Without knowing the complete details of their problems, it could also mean that the stress of trying to have children could be putting additional stress on their marriage. Even people with love each other 100% can get frustrated with each other when under a lot stress.

Personally I hope they work it out as they seem like a very nice couple.


----------



## Mikkel_Knight (Aug 6, 2002)

RBlount said:


> Without knowing the complete details of their problems, it could also mean that the stress of trying to have children could be putting additional stress on their marriage. Even people with love each other 100% can get frustrated with each other when under a lot stress.
> 
> Personally I hope they work it out as they seem like a very nice couple.


See, I guess I'm just different...

If I were sterile, or my wife was sterile, I don't love her any less, nor think any different of her, nor love her in any different way...

It seems like this whole "stress on the marriage" thing is something that I just don't get... Especially based on the ability to procreate. Now - if it was infidelity, that I could get behind and empathize and understand - but because IVF doesn't work, I just can't comprehend how that puts stress onto and into a marriage. It certainly can't (in my eyes) be the problem, but it certainly (again, my view) amplify something else...


----------



## Magnolia88 (Jul 1, 2005)

Mikkel_Knight said:


> If I were sterile, or my wife was sterile, I don't love her any less, nor think any different of her, nor love her in any different way...


So if your wife spent $100,00 on something you thought was a complete waste of time, and did it even though you asked her not to, you don't think that would put any stress on the marriage?

And if your wife cried night after night, in agony over the children she can't have, and nothing you said could make it any better, you don't think that would put any stress on the marriage?

And this continued over several years, and she became increasingly frustrated and depressed, and the bills for IVF kept mounting with absolutely no success, you don't think this would put any stress on the marriage?

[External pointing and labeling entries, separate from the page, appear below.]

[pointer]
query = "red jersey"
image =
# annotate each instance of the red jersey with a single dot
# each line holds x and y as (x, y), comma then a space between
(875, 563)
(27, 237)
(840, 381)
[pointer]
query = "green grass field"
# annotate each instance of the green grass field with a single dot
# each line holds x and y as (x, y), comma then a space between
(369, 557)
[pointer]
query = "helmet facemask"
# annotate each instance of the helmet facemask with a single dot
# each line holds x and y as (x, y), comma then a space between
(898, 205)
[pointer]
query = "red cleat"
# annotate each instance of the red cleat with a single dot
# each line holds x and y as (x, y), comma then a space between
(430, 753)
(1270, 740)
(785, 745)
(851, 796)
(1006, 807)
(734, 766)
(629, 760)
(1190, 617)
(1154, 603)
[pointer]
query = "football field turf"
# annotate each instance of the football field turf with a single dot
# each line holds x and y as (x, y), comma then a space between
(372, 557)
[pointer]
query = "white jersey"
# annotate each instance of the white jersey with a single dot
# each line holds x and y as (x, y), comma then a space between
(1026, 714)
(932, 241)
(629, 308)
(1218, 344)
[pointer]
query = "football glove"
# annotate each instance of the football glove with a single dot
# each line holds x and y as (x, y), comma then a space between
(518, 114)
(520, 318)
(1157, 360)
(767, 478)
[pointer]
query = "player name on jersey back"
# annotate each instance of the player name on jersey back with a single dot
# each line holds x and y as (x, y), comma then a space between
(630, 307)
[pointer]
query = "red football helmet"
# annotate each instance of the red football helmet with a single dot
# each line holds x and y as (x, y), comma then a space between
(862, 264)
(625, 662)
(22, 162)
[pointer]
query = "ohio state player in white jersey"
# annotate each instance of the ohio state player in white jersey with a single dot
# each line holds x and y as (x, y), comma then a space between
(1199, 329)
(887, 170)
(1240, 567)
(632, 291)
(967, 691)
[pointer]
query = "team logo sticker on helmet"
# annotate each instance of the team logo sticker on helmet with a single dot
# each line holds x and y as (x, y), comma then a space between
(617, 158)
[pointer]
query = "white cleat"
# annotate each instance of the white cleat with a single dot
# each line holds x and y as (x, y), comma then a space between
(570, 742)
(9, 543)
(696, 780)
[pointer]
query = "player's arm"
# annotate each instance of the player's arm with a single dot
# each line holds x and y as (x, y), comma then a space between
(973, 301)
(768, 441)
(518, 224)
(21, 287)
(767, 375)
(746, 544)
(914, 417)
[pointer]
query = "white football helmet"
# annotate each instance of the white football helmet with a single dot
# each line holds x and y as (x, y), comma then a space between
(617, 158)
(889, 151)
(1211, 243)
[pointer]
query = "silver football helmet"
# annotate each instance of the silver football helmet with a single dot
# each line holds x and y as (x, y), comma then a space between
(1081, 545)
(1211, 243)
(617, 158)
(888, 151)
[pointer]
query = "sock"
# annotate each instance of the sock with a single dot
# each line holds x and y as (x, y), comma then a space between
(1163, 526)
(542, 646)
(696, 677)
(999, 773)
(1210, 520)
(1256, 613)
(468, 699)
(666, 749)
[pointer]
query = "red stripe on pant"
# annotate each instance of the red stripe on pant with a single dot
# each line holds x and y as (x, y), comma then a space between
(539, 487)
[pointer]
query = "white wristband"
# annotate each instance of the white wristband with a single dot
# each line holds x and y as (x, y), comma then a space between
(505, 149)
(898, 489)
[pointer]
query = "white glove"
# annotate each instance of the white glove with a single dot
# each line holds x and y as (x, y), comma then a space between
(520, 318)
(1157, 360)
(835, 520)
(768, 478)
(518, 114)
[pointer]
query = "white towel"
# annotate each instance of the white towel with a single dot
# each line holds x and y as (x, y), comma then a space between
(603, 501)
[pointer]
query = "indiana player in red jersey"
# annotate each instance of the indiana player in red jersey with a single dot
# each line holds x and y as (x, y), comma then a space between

Infertility can put all kinds of stress on a marriage and IT HAS NOTHING TO DO WITH LOVING YOUR WIFE LESS. It can be complete agony for years and years for some people, with many rounds of IVF treatment, endless shots of hormones, and nothing but pain and frustration for everyone. I know one husband who begged his wife to stop with the IVF, told her he would be happy with just her if the two of them never had children, and she almost divorced him because he wanted to give up. He didn't stop loving her, he just hated to see her in so much pain and misery.

Where are you getting that Uchenna loves his wife less because she can't conceive? You keep saying that and it's just preposterous and based on NOTHING that either of them has ever said, either on TAR or in interviews or anywhere else that I know about.


----------



## Mikkel_Knight (Aug 6, 2002)

Magnolia88 said:


> Where are you getting that Uchenna loves his wife less because she can't conceive? You keep saying that and it's just preposterous and based on NOTHING that either of them has ever said, either on TAR or in interviews or anywhere else that I know about.


I'm talking about my situation, it could be that Joyce is loving him less because he's unable to produce productive sperm for all I know - I'm only talking about the situation as it would relate to me. You're right - we don't know. What we do know is that them not having a child has put an extreme strain on their relationship (their words in the interview).

Clearly, this is BEYOND a sensitive subject for you, so I'm gonna not speak of it anymore...


----------



## Magnolia88 (Jul 1, 2005)

Actually, it's not sensitive for me at all. But it is for a lot of people, and it's unfair and inappropriate to jump to wild and offensive conclusions based on nothing. And Uchenna and Joyce are real people, not fictional characters. 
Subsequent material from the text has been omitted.